I could probably count the Danish films I have seen on one hand – Festen, a few Dreyers and Brotherhood (a film about gay neo-Nazis that was nominated in a film tournament on here once upon a time (remember tournaments – what we had before we had halls of fame
)). I should probably watch more Danish films – recommendations welcome! In fact there's a lot of countries I should watch more films from, perhaps some country-specific hofs are due...
Anyway...at the start of David Copperfield, he says something about whether he will turn out to be the hero of his own life. Here, instead, we have a protagonist who turns out to be the villain of her own life. The film plays with perspective and sympathy well – by the time Anne’s villainy begins, we have sympathy for her, so its all the more jarring – although there are signs earlier on in both her conversations with her husband and at work, that Anne is an uncompromising character and will do what she wants to stay in control. There are also hints throughout about Anne’s past which are intriguing (was she abused as child? Why doesn’t she speak to her mother?). In the aftermath of the affair, we are still rooted firmly in her perspective so the tension from her fear of discovery remains, even as that sympathy is turned upside down like the trees in the opening shot.
The most shocking part is not even the seduction, but her callous and calculating treatment of Gustav afterwards. She of all people who should know the damage she has done, and the further damage of denial. Only earlier she is confronting a rapist in a car park after he is acquitted, she then effectively becomes him. At one point, Anne says to her husband, “you think I’m a monster.” It’s an interesting line, because of she hasn’t been portrayed as a monster, but more as selfishly, disgustingly human. It is human nature, the dark side of it, that is being explored. Also because she defines herself so much by her ‘perfect’ life – job, marriage, children, house – that she cannot imagine herself without it, cannot admit to the monstrous thing she has done ("What are you most afraid of?" "That everything will disappear."). Towards the end, Anne shows such a lack of empathy that you wonder whether the empathy she has shown to clients earlier in the film is all fake. Her children, too, sometimes seem more like trophies of her life rather than people with whom she has empathetic interactions with as people in their own right.
One thing that made me think was the reaction of Anne’s sister. How much is she complicit by not telling someone else what she has seen? In an affair between adults, perhaps it would not be her place to interfere, but in the circumstances, shouldn’t she have done something more? She might still, beyond the timeframe of the film, and there is always that possibility hanging over Anne. It’s a horrible position for her to be in, it could make a film in its own right.

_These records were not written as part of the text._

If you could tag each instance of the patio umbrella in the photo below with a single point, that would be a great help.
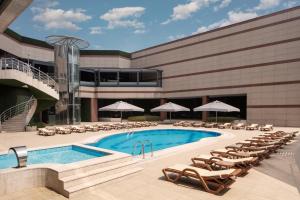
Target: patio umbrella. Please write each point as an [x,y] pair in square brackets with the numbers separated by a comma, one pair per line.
[121,106]
[217,106]
[169,107]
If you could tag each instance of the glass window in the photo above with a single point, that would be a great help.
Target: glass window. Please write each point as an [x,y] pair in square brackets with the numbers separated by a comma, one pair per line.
[87,78]
[148,78]
[128,78]
[109,78]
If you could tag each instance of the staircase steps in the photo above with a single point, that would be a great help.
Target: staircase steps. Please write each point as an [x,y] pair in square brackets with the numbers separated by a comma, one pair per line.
[14,124]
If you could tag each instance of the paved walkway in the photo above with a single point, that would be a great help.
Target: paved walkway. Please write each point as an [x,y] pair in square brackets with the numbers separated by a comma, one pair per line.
[271,180]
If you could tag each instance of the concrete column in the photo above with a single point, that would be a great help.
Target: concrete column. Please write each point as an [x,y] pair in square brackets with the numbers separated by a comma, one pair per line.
[94,109]
[163,115]
[204,114]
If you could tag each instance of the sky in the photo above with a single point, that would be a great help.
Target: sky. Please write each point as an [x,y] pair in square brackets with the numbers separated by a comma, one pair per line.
[132,25]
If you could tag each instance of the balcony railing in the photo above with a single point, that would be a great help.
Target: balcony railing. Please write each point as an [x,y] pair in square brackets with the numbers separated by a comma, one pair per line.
[15,64]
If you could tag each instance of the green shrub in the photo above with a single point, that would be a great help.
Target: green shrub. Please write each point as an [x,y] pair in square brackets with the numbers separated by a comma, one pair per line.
[144,118]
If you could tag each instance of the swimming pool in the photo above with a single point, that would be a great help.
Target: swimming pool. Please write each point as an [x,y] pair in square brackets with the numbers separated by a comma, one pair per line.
[160,139]
[60,155]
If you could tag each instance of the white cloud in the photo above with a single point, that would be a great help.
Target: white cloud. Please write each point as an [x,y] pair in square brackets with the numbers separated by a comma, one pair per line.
[184,11]
[138,31]
[97,46]
[233,17]
[289,4]
[51,18]
[126,17]
[95,30]
[266,4]
[175,37]
[223,4]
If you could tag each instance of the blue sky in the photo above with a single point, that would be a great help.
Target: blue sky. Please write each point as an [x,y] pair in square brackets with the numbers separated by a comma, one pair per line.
[131,25]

There is a sense of subtly creeping tension throughout the whole film; even from the start there is this feeling of something about to go wrong. It’s very well shot – the lighting and the way it switches from cold to warm, and the unflinching close-ups of trees. The sex scenes are pretty unflinching too – I wasn’t expecting them to be quite so explicit. It’s certainly a brave performance by the lead actress, Trine Dyrholm, and as a lot of the drama is her inner drama and conveyed through her expressions and physical performance, I thought she was fantastic.
All in all I thought it was a gripping film, not an easy or a pleasant watch but very well made and thought provoking.